Normal bir ülkede olsa bu gelişmenin haberleştiriliş biçiminden muhalefetin gündemine geliş şekline kadar onlarca soru sorulur, yüz farklı açıdan etik ve mantıki süzgeçten geçirilir ondan sonra da detayına inilirdi.
Ama maalesef normal bir ülkede değiliz...
Tuncay Özkan'ın iddiasına göre adını hatırlamadığı (!) ve futbol hakemi olduğunu bildiği biri İzmir havaalanında kendisine geliyor ve ordudaki cemaat üyelerinin adını vereceğini söylüyor. Daha sonra İstanbul'da tekrar bir araya geldiği bu kişinin kendisine bir flash bellek verdiğini söyleyen Özkan bellekte 30'un üzerinde şifreli dosya bulduklarını, kendisinin açabildiği dosyaların içinde hava kuvvetlerinde görev yapan askerler ilgili tutulmuş notlar bulunduğunu öne sürüyor.
Senaryo burada bugün havuz medyasının da katkısıyla biraz fantastikleşiyor. Havuza göre bu flash belleği, başka bir cemaatçi subay otobüste düşürmüş, duyarlı vatandaş da Tuncay Özkan'a vermiş filan... Bu fantastik kısma bu yazıda girilmeyecek zira israf-ı kelam olur.

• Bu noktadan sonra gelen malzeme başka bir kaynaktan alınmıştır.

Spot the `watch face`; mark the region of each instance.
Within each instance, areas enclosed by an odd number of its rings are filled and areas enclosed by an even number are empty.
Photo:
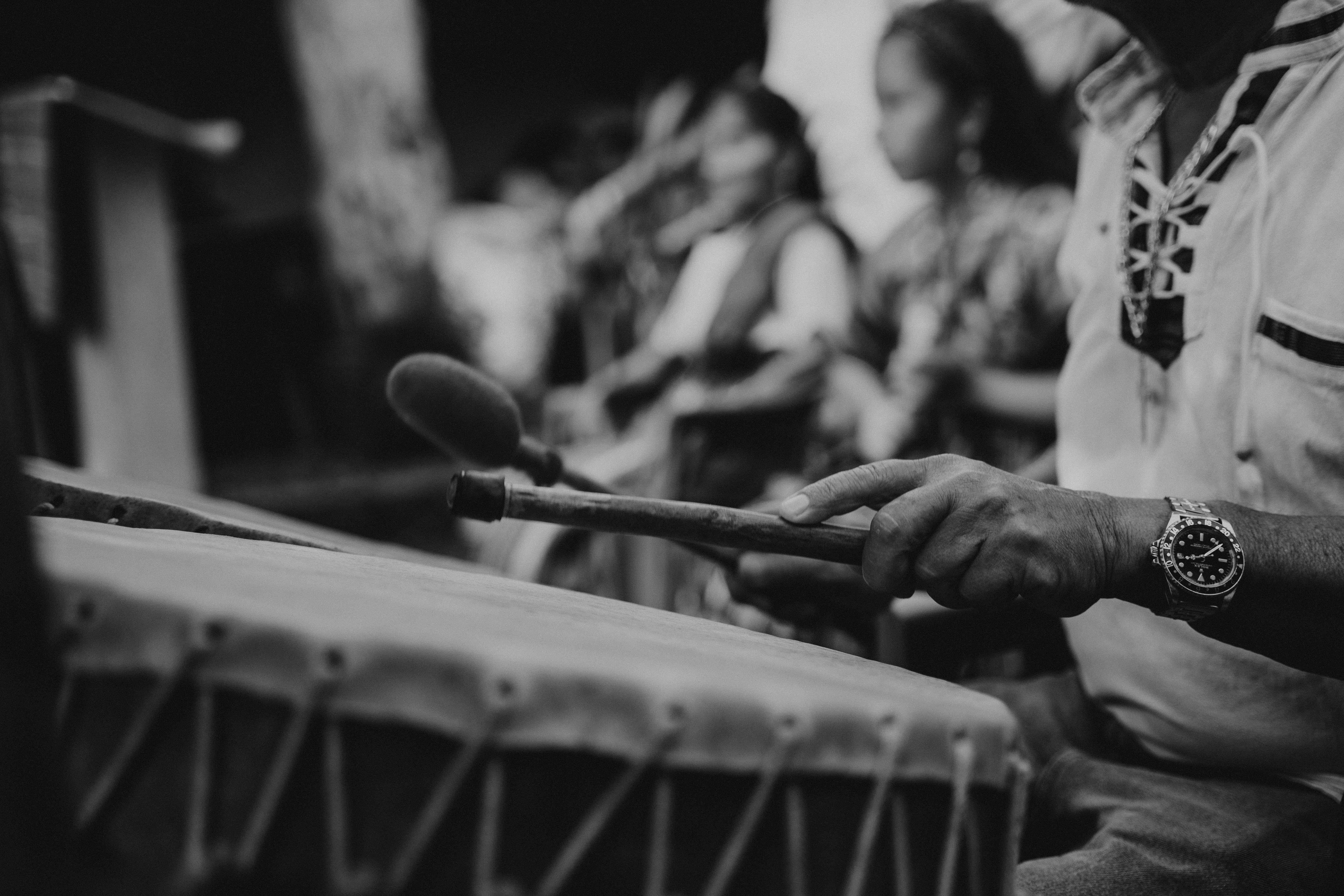
[[[1242,549],[1224,527],[1188,521],[1168,537],[1164,566],[1185,588],[1220,594],[1235,587],[1241,579],[1245,566]]]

Okuyucunun asabıyla oynamamak için durup dururken şapkadan tavşan çıkaran Tuncay Özkan üzerinden konuyu tamamlayalım.
Sevgili okuyucu...
Biliyorsunuz, iktidar öyle bir torba açtı ki bu torbaya girmek ya da girmemek bir ihbara bakıyor. İhbar edilen kişi en basiti yurtdışı çıkış yasağı ve haftada bilmem kaç gün karakolda imzayla yetinilen damgayla yaşamaya başlıyor. Ömrü cemaate küfretmekle geçmiş kişilerden çakma reyize film çekip yalakalık yapan yönetmene kadar herkes bu torbaya girebiliyor.
Anlayın torbadaki genişliği...
Bu ahval ve şeraitten elbette ki birileri de faydalanmak istiyor. Keşke daha mantıklı ve akılcı işlerle çıksalar karşımıza ama ne yapalım cemaatin kalesi boş ve buraya şut çekmek için çok da yeteneğe ihtiyaç yok.
Vur gitsin...
Hem auta çıksa ne olur ki?
Kim ne diyecek?
Kalkıp biri iftira atıyor diye tazminat davası mı açacak emekli ETÖ sanığına?
O zaman aban topa.
3 bin... Yok yok 8 bin... Yahu ne kasıyorsunuz 15 bin cemaatçi asker yaz, kafanı bozanı ekle gitsin kim ne diyecek?
Adalet yürüyüşüne çıkıp bir aya yakın yürüyen ve itibarı artan Kılıçdaroğlu'na parti grup konuşmasında da bunu söylettik mi tamam bu iş... Dur dur hatta kamuoyuna o duyursun bu zeka parıltısı listeyi. O zaten bu tarz yapılanmaları doğru bulmuyor. Tuncay bey 'bak ne buldum' diye bir flash disk getirdiyse doğru buluyor ama. Harika bir muhalefet, harika bir basın, harika bir yargı. Altın çağ demeyeceksin de ne diyeceksin üstad?
Şaka bir yana, yukarıda yazılanlar 'gerçekten olmuş olsa' Tuncay Özkan'a en fazla AKP gönül koyardı tahmin ediyorum.
Bu tasfiye tutuklama işlerini aynı ekip planlamıyor olsa ''Canım biz kaç senedir bunları isim isim bulacağız diye kendimizi yedik bitirdik. Sende hazır liste vardı da neden demiyorsun? derlerdi herhalde. Bilemiyorum...
Anlaşılan boş kaleye şut çalışması artık tek haneli IQ seviyesinden sürecek, olan da manzaraya bakıp saçını başını yolan akıllılara olacak.